In other words, we are conquerors through Jesus Christ. Through Jesus Christ and all the hardship he passed through, Himself choosing to enter the sea of God’s wrath and fall under its breakers for us. His skin was riven and his blood was shed. His wounds which streamed out blood and water became the authorization for an everlasting pledge, a covenant, that stated God is not against us, but for us. The Most High is ours, and we are God’s. We… Jacobs… God claims by the work of Jesus.
Let me conclude with four brief applications:
- To those who are outsiders to this Gospel: I hope you’ve picked up on something today, that you cannot interpret how things go with you from the circumstances of your life. If things are going badly, but God has pledged to help you, then actually there is this vital stream of health and even joy coursing through your life.
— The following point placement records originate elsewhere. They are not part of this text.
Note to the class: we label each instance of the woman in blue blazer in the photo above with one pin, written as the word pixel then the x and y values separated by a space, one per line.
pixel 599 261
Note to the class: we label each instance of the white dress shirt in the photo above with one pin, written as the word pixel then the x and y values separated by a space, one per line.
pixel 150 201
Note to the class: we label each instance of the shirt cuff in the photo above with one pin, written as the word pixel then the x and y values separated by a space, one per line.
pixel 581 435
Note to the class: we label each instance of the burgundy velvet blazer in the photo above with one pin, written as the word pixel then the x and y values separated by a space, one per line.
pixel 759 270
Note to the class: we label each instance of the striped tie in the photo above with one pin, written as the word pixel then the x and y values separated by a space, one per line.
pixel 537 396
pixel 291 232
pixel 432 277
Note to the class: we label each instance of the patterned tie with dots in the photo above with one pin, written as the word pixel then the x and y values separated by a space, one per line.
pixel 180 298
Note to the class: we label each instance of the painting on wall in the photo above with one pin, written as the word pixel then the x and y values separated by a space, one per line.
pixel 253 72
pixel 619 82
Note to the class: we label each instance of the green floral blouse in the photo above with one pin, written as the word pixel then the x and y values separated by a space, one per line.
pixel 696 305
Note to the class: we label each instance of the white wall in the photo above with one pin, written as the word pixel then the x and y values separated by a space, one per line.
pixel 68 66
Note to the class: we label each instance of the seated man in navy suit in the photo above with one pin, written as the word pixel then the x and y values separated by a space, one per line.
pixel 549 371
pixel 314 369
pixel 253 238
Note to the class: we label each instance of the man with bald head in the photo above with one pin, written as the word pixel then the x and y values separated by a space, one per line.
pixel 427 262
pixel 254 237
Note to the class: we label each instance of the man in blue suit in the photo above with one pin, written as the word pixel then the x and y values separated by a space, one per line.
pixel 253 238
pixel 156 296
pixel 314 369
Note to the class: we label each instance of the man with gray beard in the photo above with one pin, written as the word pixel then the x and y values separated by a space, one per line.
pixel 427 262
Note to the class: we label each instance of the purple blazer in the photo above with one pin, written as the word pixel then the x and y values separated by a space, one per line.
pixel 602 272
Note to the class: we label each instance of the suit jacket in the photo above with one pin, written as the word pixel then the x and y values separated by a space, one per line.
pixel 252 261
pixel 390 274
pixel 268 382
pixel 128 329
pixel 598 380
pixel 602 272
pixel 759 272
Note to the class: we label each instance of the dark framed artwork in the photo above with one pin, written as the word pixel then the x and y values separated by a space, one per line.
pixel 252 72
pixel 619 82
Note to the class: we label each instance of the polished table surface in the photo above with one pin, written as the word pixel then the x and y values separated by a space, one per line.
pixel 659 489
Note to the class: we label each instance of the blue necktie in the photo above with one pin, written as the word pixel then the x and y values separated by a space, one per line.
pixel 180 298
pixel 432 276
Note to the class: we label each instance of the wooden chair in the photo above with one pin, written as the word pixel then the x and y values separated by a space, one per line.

On the other hand, if things are turning out well for you, but you aren’t near to God through Jesus and the Gospel, then the outcome of your life will be desolation. So, don’t interpret things by reading the circumstances, but by listening to God’s Word. I or others here would love to start a bible study with you so that you learn God’s word, not as an academic exercise, but as that which sets and explains reality.
- Christian, this river of God’s Presence that runs through your life, don’t attempt to avoid it. Don’t dip your toes in. But plunge in! Be filled with God’s Spirit. What I mainly mean: Dive into the Word. Privately. Publicly, at church. Read books that explain the Bible. Grow in your expertise with the Word. Let the Word dwell richly in you. So that, as Jesus said, you yourself become another rivulet through which the river of God’s Presence courses, making everywhere you are “a place of springs” as the sons of Korah talk about in another psalm (Psalm 84:6). Let me ask this: Fathers, what better thing could you bequeath to your children, than the gift of living alongside someone constantly filled with God’s Spirit?
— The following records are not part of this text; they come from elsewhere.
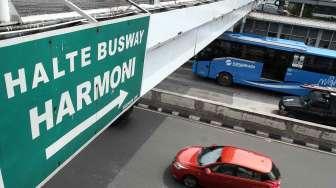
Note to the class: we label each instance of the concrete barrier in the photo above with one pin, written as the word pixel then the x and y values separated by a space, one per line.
pixel 278 127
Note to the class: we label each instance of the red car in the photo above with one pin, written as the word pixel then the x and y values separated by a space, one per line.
pixel 224 166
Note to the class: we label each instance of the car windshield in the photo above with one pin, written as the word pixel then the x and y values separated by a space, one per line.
pixel 273 175
pixel 210 155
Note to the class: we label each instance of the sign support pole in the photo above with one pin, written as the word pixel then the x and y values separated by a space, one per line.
pixel 4 11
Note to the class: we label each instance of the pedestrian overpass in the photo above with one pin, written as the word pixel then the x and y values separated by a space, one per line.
pixel 64 82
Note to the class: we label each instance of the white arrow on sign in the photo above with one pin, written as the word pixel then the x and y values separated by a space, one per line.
pixel 1 181
pixel 64 140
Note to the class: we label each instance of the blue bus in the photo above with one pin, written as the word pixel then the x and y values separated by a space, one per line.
pixel 268 63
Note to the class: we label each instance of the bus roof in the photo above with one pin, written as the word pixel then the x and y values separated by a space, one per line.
pixel 280 44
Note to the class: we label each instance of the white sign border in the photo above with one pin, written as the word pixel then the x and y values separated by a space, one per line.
pixel 23 39
pixel 2 185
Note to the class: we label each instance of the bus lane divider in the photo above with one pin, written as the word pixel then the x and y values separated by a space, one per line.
pixel 289 130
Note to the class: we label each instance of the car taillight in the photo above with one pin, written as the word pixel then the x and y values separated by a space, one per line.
pixel 178 165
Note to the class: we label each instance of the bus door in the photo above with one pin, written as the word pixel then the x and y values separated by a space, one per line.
pixel 276 64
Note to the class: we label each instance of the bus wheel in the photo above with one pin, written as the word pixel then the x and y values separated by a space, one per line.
pixel 224 79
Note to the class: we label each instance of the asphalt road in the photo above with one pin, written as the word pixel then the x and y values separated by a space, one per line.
pixel 137 152
pixel 185 82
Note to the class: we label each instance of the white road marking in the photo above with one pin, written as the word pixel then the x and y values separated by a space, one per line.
pixel 64 140
pixel 1 181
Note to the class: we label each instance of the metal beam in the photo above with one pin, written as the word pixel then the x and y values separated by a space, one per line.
pixel 79 11
pixel 4 11
pixel 137 6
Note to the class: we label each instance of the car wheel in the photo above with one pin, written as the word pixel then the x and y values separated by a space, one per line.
pixel 282 109
pixel 224 79
pixel 190 182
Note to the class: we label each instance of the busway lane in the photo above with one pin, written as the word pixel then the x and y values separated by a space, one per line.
pixel 137 153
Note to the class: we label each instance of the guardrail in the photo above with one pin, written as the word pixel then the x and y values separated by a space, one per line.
pixel 291 130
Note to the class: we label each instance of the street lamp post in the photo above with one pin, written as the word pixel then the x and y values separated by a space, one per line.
pixel 4 11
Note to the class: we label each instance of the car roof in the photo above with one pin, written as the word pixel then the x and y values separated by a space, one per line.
pixel 247 159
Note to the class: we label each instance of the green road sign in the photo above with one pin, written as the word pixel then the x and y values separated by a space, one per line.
pixel 60 89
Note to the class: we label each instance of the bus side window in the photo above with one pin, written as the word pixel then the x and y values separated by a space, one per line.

- If you’re here today facing some trouble, God is a refuge and strength and fortress. A very present help. A strange thing that we struggle to really believe: God is there especially for the one who is struggling. Remember what we read earlier: once the crowds got to know Jesus and figured out what kind of person he was, they started to bring to him the lame, the blind, the demon possessed, the ignorant. Probably without even articulating it, they just knew that this Man was able and willing to…simply make things better.
God wants to be known as a help. Jesus came to serve. And the Son and the Father sent the Helper into the world.
You who are struggling to pay bills, find a house to live, look for a church to be at home in, get established in a vocation, get physically or mentally healthy, be a good parent, mend a relationship with your son or daughter, stop looking at porn, stop being unproductive – whatever you’re into or you’ve gotten yourself into, God is ready to help.
Do you want help? That is always the first question that has to be answered: Do you want help?
Here’s the only way to correctly answer that question: God, whatever you tell me to do, I’ll do. I just need help. See me after the service or come by the office this week for more direction on this.
- Finally, if you filled with the Spirit of God know of some Christian who needs help, go to them and help. Be the body of Christ, working out His purposes, because you are the body of Christ. A lot of times Christians need help and they stop going to church, they don’t pick up their phone. Go to them!
May each of us, may we as a church, experience this wonderful truth: God is our refuge and strength/ a very present help in trouble.